Deleting data can be done with either rmdir() (to remove an empty directory) or deleteFile() (to remove a file). In either case, the protocol executed is

1. The client executes listDir() on the parent directory

2. If an inode by the given name does not exist, then the method fails.

3. The client removes the inode's name and ID from the directory listing, signs the new directory, and replicates it to the Blockstack Core node.

4. The client tells the Blockstack Core node to delete the inode's header and payload from all storage systems.

Advanced Topics

These features are still being implemented.

Data Integrity

What happens if the client crashes while replicating new inode state? What happens if the client crashes while deleting inode state? The data hosted in the underlying data stores can become inconsistent with the directory structure.

Given the choice between leaking data and rendering data unresolvable, Gaia chooses to leak data.

Partial Inode-creation Failures

When creating a file or directory, Gaia stores four records in this order:

• the new inode payload

• the new inode header

• the updated parent directory payload

• the updated parent directory header

If the new payload replicates successfully but the new header does not, then the new payload is leaked.

If the new payload and new header replicate successfully, but neither parent directory record succeeds, then the new inode header and payload are leaked.

If the new payload, new header, and updated parent directory payload replicate successfully, but the updated parent header fails, then not only are the new inode header and payload leaked, but also reading the parent directory will fail due to a hash mismatch between its header and inode. This can be detected and resolved by observing that the copy of the header in the parent directory payload has a later version than the parent directory header indicates.

Partial Inode-deletion Failures

When deleting a file or directory, Gaia alters records in this order:

• update parent directory payload

• update parent directory header

• delete inode header

• delete inode payload

Similar to partial failures from updating parent directories when creating files, if the client replicates the new parent directory inode payload but fails before it can update the header, then clients will detect on the next read that the updated payload is valid because it has a signed inode header with a newer version.

If the client successfully updates the parent directory but fails to delete either the inode header or payload, then they are leaked. However, since the directory was updated, no correct client will access the deleted inode data.

Leak Recovery

Gaia's storage drivers are designed to keep the inode data they store in a "self-contained" way (i.e. within a single folder or bucket). In the future, we will implement a fsck-like tool that will scan through a datastore and find the set of inode headers and payloads that are no longer referenced and delete them.

Multi-Device Support

Contemporary users read and write data across multiple devices.

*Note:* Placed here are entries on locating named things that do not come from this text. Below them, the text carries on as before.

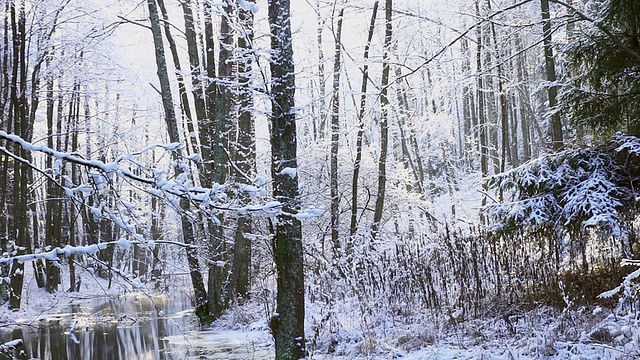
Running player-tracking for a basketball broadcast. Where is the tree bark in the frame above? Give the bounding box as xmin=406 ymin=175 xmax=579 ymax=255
xmin=349 ymin=1 xmax=378 ymax=240
xmin=269 ymin=0 xmax=305 ymax=360
xmin=147 ymin=0 xmax=211 ymax=324
xmin=232 ymin=0 xmax=256 ymax=299
xmin=371 ymin=0 xmax=393 ymax=238
xmin=330 ymin=7 xmax=344 ymax=253
xmin=540 ymin=0 xmax=564 ymax=151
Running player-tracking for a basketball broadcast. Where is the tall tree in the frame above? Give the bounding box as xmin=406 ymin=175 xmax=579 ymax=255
xmin=349 ymin=0 xmax=378 ymax=240
xmin=269 ymin=0 xmax=305 ymax=360
xmin=540 ymin=0 xmax=564 ymax=151
xmin=147 ymin=0 xmax=210 ymax=323
xmin=231 ymin=0 xmax=256 ymax=299
xmin=562 ymin=0 xmax=640 ymax=136
xmin=330 ymin=7 xmax=344 ymax=252
xmin=371 ymin=0 xmax=393 ymax=236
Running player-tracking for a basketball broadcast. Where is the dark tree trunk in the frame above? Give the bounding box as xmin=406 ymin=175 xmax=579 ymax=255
xmin=540 ymin=0 xmax=564 ymax=151
xmin=232 ymin=0 xmax=256 ymax=299
xmin=371 ymin=0 xmax=393 ymax=237
xmin=349 ymin=1 xmax=378 ymax=243
xmin=330 ymin=8 xmax=344 ymax=253
xmin=147 ymin=0 xmax=211 ymax=324
xmin=269 ymin=0 xmax=305 ymax=360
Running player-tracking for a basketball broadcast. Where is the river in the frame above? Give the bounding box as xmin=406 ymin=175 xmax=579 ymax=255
xmin=0 ymin=291 xmax=273 ymax=360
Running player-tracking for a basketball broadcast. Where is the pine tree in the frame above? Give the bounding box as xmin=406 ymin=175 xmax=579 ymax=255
xmin=562 ymin=0 xmax=640 ymax=135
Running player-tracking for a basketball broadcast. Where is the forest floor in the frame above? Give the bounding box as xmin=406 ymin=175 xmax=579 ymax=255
xmin=0 ymin=262 xmax=640 ymax=360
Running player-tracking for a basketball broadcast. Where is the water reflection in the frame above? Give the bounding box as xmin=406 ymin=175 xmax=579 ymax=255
xmin=0 ymin=293 xmax=197 ymax=360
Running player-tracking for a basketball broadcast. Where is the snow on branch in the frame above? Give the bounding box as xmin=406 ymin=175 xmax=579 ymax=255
xmin=484 ymin=136 xmax=640 ymax=236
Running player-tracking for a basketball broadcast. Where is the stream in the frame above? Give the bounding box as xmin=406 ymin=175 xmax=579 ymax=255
xmin=0 ymin=291 xmax=273 ymax=360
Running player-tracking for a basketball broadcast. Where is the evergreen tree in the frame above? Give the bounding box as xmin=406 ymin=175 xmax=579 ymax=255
xmin=561 ymin=0 xmax=640 ymax=136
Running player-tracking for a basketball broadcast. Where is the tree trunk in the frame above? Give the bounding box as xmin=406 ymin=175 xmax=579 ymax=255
xmin=147 ymin=0 xmax=210 ymax=324
xmin=330 ymin=7 xmax=344 ymax=254
xmin=232 ymin=0 xmax=256 ymax=299
xmin=349 ymin=1 xmax=378 ymax=243
xmin=371 ymin=0 xmax=393 ymax=238
xmin=269 ymin=0 xmax=306 ymax=360
xmin=476 ymin=0 xmax=489 ymax=212
xmin=540 ymin=0 xmax=564 ymax=151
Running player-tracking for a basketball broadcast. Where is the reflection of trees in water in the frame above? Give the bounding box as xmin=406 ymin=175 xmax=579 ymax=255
xmin=0 ymin=292 xmax=197 ymax=360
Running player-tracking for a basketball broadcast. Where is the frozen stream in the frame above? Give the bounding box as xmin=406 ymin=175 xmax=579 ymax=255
xmin=0 ymin=291 xmax=273 ymax=360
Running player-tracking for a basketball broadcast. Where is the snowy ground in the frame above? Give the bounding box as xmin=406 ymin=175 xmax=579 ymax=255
xmin=0 ymin=250 xmax=640 ymax=360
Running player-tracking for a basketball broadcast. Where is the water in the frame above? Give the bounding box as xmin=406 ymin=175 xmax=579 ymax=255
xmin=0 ymin=291 xmax=273 ymax=360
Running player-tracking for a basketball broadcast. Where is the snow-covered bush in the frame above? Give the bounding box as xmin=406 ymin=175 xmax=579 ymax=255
xmin=485 ymin=137 xmax=640 ymax=238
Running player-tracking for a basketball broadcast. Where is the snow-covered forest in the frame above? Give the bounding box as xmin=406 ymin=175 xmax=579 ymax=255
xmin=0 ymin=0 xmax=640 ymax=359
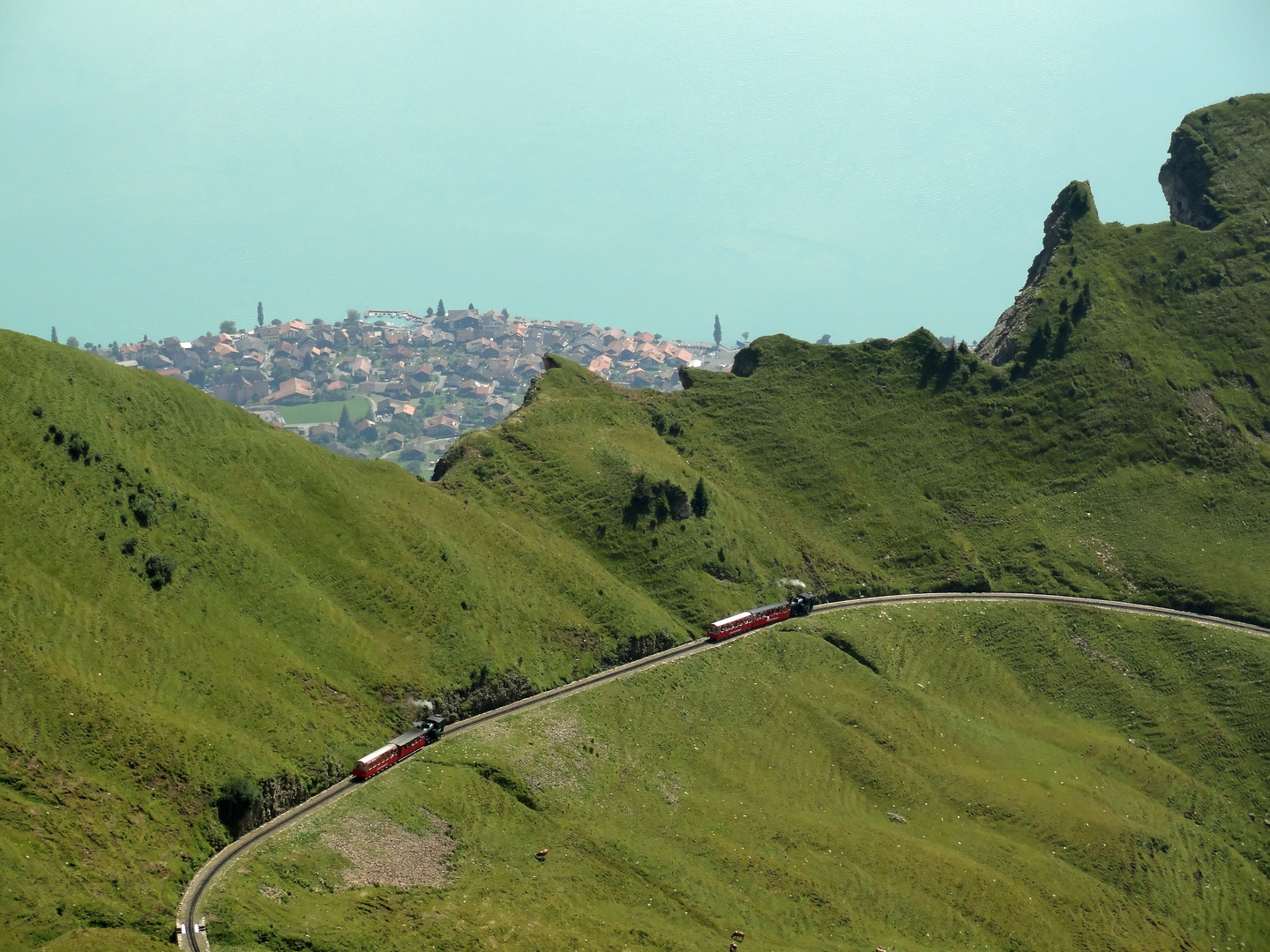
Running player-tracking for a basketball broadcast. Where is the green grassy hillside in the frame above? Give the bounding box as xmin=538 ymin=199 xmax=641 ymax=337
xmin=438 ymin=96 xmax=1270 ymax=635
xmin=207 ymin=604 xmax=1270 ymax=952
xmin=0 ymin=96 xmax=1270 ymax=949
xmin=0 ymin=332 xmax=686 ymax=948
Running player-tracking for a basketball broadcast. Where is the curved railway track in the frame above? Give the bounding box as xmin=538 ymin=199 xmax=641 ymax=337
xmin=176 ymin=591 xmax=1270 ymax=952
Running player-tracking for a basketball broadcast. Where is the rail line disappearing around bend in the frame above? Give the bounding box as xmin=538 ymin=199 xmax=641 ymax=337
xmin=176 ymin=591 xmax=1270 ymax=952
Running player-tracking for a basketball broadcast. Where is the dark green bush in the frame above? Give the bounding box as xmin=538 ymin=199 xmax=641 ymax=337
xmin=216 ymin=777 xmax=265 ymax=836
xmin=128 ymin=493 xmax=155 ymax=525
xmin=146 ymin=554 xmax=176 ymax=591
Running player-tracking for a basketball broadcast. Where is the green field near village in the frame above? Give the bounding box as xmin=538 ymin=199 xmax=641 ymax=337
xmin=205 ymin=603 xmax=1270 ymax=952
xmin=277 ymin=396 xmax=375 ymax=423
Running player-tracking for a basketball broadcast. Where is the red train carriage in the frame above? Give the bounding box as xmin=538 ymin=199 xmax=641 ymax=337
xmin=353 ymin=715 xmax=445 ymax=781
xmin=706 ymin=595 xmax=815 ymax=641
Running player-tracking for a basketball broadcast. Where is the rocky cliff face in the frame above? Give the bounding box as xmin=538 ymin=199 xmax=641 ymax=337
xmin=975 ymin=182 xmax=1099 ymax=367
xmin=1160 ymin=123 xmax=1226 ymax=231
xmin=1160 ymin=94 xmax=1270 ymax=231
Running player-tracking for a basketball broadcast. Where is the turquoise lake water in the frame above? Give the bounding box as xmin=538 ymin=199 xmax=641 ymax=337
xmin=0 ymin=0 xmax=1270 ymax=350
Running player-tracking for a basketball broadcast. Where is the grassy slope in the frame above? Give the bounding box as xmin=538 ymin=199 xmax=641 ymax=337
xmin=442 ymin=96 xmax=1270 ymax=622
xmin=208 ymin=606 xmax=1270 ymax=952
xmin=0 ymin=332 xmax=684 ymax=948
xmin=0 ymin=98 xmax=1270 ymax=947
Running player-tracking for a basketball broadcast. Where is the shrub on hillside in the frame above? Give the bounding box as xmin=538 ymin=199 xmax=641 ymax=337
xmin=216 ymin=777 xmax=265 ymax=836
xmin=146 ymin=554 xmax=176 ymax=591
xmin=128 ymin=493 xmax=155 ymax=525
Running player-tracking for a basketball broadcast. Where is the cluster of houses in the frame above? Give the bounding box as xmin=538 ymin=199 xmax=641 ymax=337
xmin=86 ymin=307 xmax=736 ymax=472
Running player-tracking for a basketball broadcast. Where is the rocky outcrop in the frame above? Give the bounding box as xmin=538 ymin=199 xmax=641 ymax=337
xmin=975 ymin=182 xmax=1099 ymax=367
xmin=1160 ymin=123 xmax=1226 ymax=231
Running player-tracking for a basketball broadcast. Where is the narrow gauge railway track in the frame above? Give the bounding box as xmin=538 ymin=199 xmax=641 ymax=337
xmin=176 ymin=591 xmax=1270 ymax=952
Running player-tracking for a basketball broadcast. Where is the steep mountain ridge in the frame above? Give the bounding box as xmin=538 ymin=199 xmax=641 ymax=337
xmin=0 ymin=96 xmax=1270 ymax=948
xmin=0 ymin=332 xmax=686 ymax=948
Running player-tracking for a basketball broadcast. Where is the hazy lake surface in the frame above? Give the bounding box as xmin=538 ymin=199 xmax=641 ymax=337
xmin=0 ymin=0 xmax=1270 ymax=341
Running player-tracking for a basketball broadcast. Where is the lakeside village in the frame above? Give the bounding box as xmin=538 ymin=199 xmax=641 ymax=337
xmin=69 ymin=302 xmax=743 ymax=476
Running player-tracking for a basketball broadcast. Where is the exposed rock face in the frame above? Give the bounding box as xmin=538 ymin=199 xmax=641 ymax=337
xmin=975 ymin=182 xmax=1099 ymax=367
xmin=1160 ymin=123 xmax=1226 ymax=231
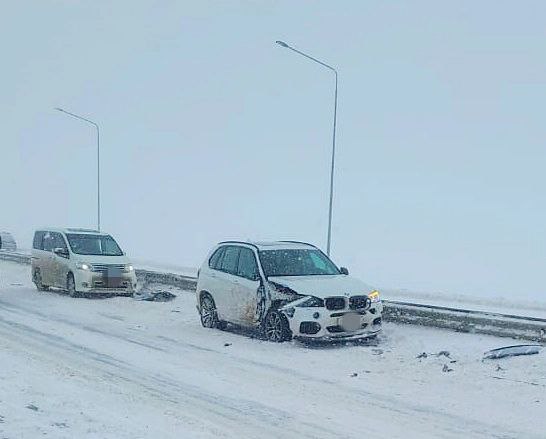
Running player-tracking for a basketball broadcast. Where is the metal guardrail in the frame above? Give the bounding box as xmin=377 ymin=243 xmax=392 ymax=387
xmin=0 ymin=251 xmax=546 ymax=343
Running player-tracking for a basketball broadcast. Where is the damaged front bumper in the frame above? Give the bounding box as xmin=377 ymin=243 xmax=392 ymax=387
xmin=281 ymin=302 xmax=383 ymax=340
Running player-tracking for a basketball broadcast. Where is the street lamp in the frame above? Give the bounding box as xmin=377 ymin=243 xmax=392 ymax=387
xmin=275 ymin=41 xmax=337 ymax=256
xmin=55 ymin=108 xmax=100 ymax=232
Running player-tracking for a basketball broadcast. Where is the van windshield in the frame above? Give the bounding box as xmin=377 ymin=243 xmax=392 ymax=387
xmin=66 ymin=233 xmax=123 ymax=256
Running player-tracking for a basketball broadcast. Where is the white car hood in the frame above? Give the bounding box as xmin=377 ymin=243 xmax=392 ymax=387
xmin=268 ymin=274 xmax=373 ymax=299
xmin=75 ymin=255 xmax=130 ymax=264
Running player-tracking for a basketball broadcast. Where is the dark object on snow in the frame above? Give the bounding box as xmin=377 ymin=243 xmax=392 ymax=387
xmin=134 ymin=290 xmax=176 ymax=302
xmin=483 ymin=344 xmax=542 ymax=360
xmin=0 ymin=232 xmax=17 ymax=252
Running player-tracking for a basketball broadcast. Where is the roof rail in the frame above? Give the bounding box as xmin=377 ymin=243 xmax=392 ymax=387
xmin=279 ymin=240 xmax=320 ymax=250
xmin=218 ymin=241 xmax=260 ymax=251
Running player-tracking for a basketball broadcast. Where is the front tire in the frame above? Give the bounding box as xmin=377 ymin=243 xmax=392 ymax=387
xmin=66 ymin=273 xmax=78 ymax=297
xmin=34 ymin=268 xmax=49 ymax=291
xmin=199 ymin=293 xmax=220 ymax=329
xmin=263 ymin=309 xmax=292 ymax=343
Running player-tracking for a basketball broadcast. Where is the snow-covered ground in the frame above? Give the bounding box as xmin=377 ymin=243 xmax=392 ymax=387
xmin=0 ymin=261 xmax=546 ymax=439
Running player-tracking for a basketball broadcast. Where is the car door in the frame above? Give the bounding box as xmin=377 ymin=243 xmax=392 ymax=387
xmin=51 ymin=232 xmax=68 ymax=288
xmin=203 ymin=246 xmax=227 ymax=320
xmin=40 ymin=232 xmax=55 ymax=286
xmin=232 ymin=247 xmax=260 ymax=326
xmin=213 ymin=245 xmax=240 ymax=322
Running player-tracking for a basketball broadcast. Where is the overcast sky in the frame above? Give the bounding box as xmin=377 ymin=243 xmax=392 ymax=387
xmin=0 ymin=0 xmax=546 ymax=298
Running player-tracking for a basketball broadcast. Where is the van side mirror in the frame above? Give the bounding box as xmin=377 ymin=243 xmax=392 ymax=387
xmin=53 ymin=247 xmax=68 ymax=259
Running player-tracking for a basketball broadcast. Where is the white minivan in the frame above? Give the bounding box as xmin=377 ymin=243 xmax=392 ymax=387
xmin=32 ymin=228 xmax=137 ymax=297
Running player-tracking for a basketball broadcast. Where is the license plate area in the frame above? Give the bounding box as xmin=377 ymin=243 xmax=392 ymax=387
xmin=338 ymin=312 xmax=362 ymax=332
xmin=103 ymin=267 xmax=122 ymax=288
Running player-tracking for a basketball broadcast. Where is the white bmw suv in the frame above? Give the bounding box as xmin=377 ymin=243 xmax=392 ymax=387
xmin=196 ymin=241 xmax=383 ymax=342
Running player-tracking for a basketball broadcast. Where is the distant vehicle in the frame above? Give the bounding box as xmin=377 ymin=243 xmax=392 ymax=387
xmin=196 ymin=241 xmax=383 ymax=342
xmin=32 ymin=229 xmax=137 ymax=297
xmin=0 ymin=232 xmax=17 ymax=252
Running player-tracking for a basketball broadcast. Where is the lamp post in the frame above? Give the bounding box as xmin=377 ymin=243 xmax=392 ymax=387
xmin=55 ymin=108 xmax=100 ymax=232
xmin=275 ymin=41 xmax=337 ymax=256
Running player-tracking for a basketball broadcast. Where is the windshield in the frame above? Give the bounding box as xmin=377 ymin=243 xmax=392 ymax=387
xmin=259 ymin=249 xmax=340 ymax=276
xmin=66 ymin=233 xmax=123 ymax=256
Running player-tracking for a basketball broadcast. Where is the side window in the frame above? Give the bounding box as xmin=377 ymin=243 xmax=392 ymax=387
xmin=43 ymin=232 xmax=54 ymax=252
xmin=237 ymin=247 xmax=258 ymax=280
xmin=309 ymin=252 xmax=327 ymax=272
xmin=32 ymin=232 xmax=44 ymax=250
xmin=52 ymin=233 xmax=68 ymax=251
xmin=220 ymin=246 xmax=239 ymax=274
xmin=209 ymin=247 xmax=225 ymax=270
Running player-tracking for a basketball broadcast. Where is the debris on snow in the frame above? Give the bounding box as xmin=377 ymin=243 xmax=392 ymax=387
xmin=134 ymin=290 xmax=176 ymax=302
xmin=483 ymin=344 xmax=542 ymax=360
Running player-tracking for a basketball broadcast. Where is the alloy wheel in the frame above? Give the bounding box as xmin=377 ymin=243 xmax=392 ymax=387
xmin=201 ymin=294 xmax=218 ymax=328
xmin=265 ymin=311 xmax=284 ymax=343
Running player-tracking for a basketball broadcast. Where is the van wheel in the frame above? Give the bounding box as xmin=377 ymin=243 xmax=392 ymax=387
xmin=34 ymin=268 xmax=49 ymax=291
xmin=263 ymin=309 xmax=292 ymax=343
xmin=200 ymin=293 xmax=220 ymax=328
xmin=66 ymin=273 xmax=78 ymax=297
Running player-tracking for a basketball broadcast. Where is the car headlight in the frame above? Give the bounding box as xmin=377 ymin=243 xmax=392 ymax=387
xmin=76 ymin=262 xmax=93 ymax=271
xmin=368 ymin=290 xmax=381 ymax=303
xmin=296 ymin=296 xmax=324 ymax=308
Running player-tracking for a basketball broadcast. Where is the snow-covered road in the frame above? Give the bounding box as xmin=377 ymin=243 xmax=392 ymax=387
xmin=0 ymin=261 xmax=546 ymax=439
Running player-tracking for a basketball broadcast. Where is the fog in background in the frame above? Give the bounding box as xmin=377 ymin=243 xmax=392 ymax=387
xmin=0 ymin=0 xmax=546 ymax=299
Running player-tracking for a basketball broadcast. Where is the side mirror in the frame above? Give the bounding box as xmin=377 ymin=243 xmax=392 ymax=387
xmin=53 ymin=247 xmax=68 ymax=258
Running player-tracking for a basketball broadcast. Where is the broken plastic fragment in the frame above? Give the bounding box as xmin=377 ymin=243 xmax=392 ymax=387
xmin=483 ymin=344 xmax=542 ymax=360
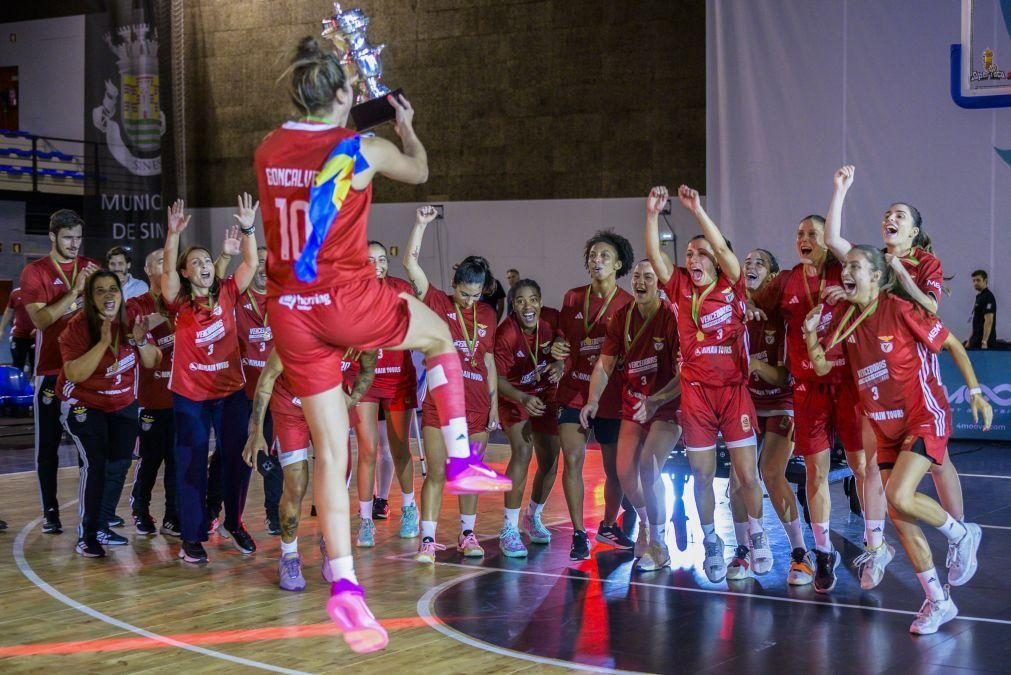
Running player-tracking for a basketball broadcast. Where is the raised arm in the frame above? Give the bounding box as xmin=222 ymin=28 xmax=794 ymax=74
xmin=235 ymin=192 xmax=260 ymax=293
xmin=162 ymin=199 xmax=190 ymax=304
xmin=677 ymin=185 xmax=741 ymax=284
xmin=403 ymin=206 xmax=439 ymax=300
xmin=646 ymin=185 xmax=674 ymax=285
xmin=825 ymin=165 xmax=856 ymax=260
xmin=352 ymin=96 xmax=429 ymax=189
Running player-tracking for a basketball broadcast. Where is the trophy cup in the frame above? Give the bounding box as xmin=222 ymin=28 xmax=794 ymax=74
xmin=323 ymin=2 xmax=403 ymax=131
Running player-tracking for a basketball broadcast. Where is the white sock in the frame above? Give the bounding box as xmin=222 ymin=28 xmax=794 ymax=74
xmin=330 ymin=556 xmax=358 ymax=584
xmin=916 ymin=567 xmax=944 ymax=601
xmin=811 ymin=522 xmax=832 ymax=553
xmin=863 ymin=519 xmax=885 ymax=549
xmin=937 ymin=513 xmax=969 ymax=544
xmin=783 ymin=518 xmax=808 ymax=551
xmin=527 ymin=499 xmax=544 ymax=515
xmin=734 ymin=520 xmax=751 ymax=549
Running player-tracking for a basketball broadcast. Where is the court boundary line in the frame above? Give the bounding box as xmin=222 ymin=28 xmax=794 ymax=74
xmin=417 ymin=566 xmax=640 ymax=675
xmin=13 ymin=509 xmax=309 ymax=675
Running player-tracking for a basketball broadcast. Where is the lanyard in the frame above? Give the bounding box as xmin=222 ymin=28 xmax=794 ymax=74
xmin=453 ymin=300 xmax=477 ymax=368
xmin=692 ymin=279 xmax=717 ymax=343
xmin=625 ymin=302 xmax=660 ymax=356
xmin=828 ymin=298 xmax=879 ymax=350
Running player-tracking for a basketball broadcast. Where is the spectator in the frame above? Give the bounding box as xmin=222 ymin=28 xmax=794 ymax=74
xmin=105 ymin=247 xmax=148 ymax=301
xmin=966 ymin=270 xmax=997 ymax=350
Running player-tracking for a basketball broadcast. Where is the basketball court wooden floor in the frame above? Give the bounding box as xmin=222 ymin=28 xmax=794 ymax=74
xmin=0 ymin=445 xmax=1011 ymax=673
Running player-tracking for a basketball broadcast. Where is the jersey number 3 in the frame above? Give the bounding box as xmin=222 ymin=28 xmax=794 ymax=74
xmin=274 ymin=197 xmax=312 ymax=262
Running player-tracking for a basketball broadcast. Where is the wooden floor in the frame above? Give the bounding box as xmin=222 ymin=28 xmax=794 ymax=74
xmin=0 ymin=445 xmax=1011 ymax=673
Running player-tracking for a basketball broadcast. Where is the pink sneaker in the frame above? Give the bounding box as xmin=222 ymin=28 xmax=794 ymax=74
xmin=327 ymin=579 xmax=389 ymax=654
xmin=446 ymin=444 xmax=513 ymax=494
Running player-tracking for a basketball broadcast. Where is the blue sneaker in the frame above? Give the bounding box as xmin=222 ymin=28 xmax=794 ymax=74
xmin=400 ymin=504 xmax=422 ymax=539
xmin=498 ymin=524 xmax=527 ymax=558
xmin=357 ymin=518 xmax=376 ymax=549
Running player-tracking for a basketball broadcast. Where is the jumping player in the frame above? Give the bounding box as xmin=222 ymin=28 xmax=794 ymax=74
xmin=646 ymin=185 xmax=772 ymax=583
xmin=804 ymin=246 xmax=993 ymax=635
xmin=579 ymin=261 xmax=681 ymax=572
xmin=403 ymin=206 xmax=498 ymax=563
xmin=551 ymin=230 xmax=635 ymax=560
xmin=255 ymin=37 xmax=509 ymax=652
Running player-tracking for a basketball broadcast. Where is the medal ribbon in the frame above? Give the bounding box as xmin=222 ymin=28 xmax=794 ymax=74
xmin=582 ymin=284 xmax=618 ymax=340
xmin=826 ymin=298 xmax=878 ymax=351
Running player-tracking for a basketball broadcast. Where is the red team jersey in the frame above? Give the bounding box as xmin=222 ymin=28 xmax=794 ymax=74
xmin=126 ymin=291 xmax=176 ymax=410
xmin=254 ymin=122 xmax=375 ymax=297
xmin=601 ymin=300 xmax=678 ymax=423
xmin=747 ymin=315 xmax=794 ymax=415
xmin=827 ymin=293 xmax=951 ymax=448
xmin=57 ymin=312 xmax=141 ymax=412
xmin=663 ymin=267 xmax=748 ymax=386
xmin=7 ymin=288 xmax=35 ymax=338
xmin=556 ymin=286 xmax=632 ymax=419
xmin=236 ymin=289 xmax=274 ymax=401
xmin=169 ymin=279 xmax=246 ymax=401
xmin=20 ymin=256 xmax=101 ymax=375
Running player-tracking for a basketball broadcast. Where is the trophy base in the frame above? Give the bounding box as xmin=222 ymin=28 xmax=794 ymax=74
xmin=351 ymin=89 xmax=403 ymax=131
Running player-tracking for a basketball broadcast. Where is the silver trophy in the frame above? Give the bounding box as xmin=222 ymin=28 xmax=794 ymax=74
xmin=323 ymin=2 xmax=403 ymax=130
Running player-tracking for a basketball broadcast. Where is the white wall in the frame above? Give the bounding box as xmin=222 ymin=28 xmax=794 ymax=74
xmin=191 ymin=198 xmax=698 ymax=306
xmin=0 ymin=15 xmax=85 ymax=139
xmin=707 ymin=0 xmax=1011 ymax=339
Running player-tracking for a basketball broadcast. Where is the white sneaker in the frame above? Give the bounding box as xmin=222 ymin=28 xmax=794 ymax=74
xmin=702 ymin=535 xmax=727 ymax=584
xmin=935 ymin=522 xmax=983 ymax=586
xmin=727 ymin=546 xmax=751 ymax=581
xmin=909 ymin=586 xmax=958 ymax=636
xmin=853 ymin=542 xmax=895 ymax=590
xmin=751 ymin=532 xmax=772 ymax=574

In this document, we have thus far described datastores with the assumption that there is a single writer at all times.

This assumption is still true in a multi-device setting, since a user is unlikely to be writing data with the same application simultaneously from two different devices.

However, an open question is how multiple devices can access the same application data for a user. Our design goal is to give each device its own keyring, so if it gets lost, the user can revoke its access without having to re-key her other devices.

To do so, we'll expand the definition of a datastore to be a per-user, per-application, and per-device collection of data. The view of a user's application data will be constructed by merging each device-specific datastore, and resolving conflicts by showing the "last-written" inode (where "last-written" is determined by a loosely-synchronized clock).

For example, if a user uploads a profile picture from their phone, and then uploads a profile picture from their tablet, a subsequent read will query the phone-originated picture and the tablet-originated picture, and return the tablet-originated picture.

The aforementioned protocols will need to be extended to search for inode headers not only on each storage provider, but also search for inodes on the same storage provider that may have been written by each of the user's devices. Without careful optimization, this can lead to a lot of inode header queries, which we address in the next topic.

A .storage Namespace

Blockstack Core nodes can already serve as storage "gateways". That is, one node can ask another node to store its data and serve it back to any reader.

For example, Alice can make her Blockstack Core node public and program it to store data to her Amazon S3 bucket and her Dropbox account. Bob can then post data to Alice's node, causing her node to replicate data to both providers. Later, Charlie can read Bob's data from Alice's node, causing Alice's node to fetch and serve back the data from her cloud storage. Neither Bob nor Charlie have to set up accounts on Amazon S3 and Dropbox this way.

Since Alice is on the read/write path between Bob and Charlie and cloud storage, she has the opportunity to make optimizations. First, she can program her Core node to synchronously write data to local disk and asynchronously back it up to S3 and Dropbox. This would speed up Bob's writes, but at the cost of durability (i.e. Alice's node could crash before replicating to the cloud).

In addition, Alice can program her Core node to service all reads from disk. This would speed up Charlie's reads, since he'll get the latest data without having to hit back-end cloud storage providers.

Since Alice is providing a service to Bob and Charlie, she will want compensation. This can be achieved by having both of them send her money via the underlying blockchain.

To do so, she would register her node's IP address in a .storage namespace in Blockstack, and post her rates per GB in her node's profile and her payment address. Once Bob and Charlie sent her payment, her node would begin accepting reads and writes from them up to the capacity purchased. They would continue sending payments as long as Alice provides them with service.

Other experienced node operators would register their nodes in .storage, and compete for users by offerring better durability, availability, performance, extra storage features, and so on.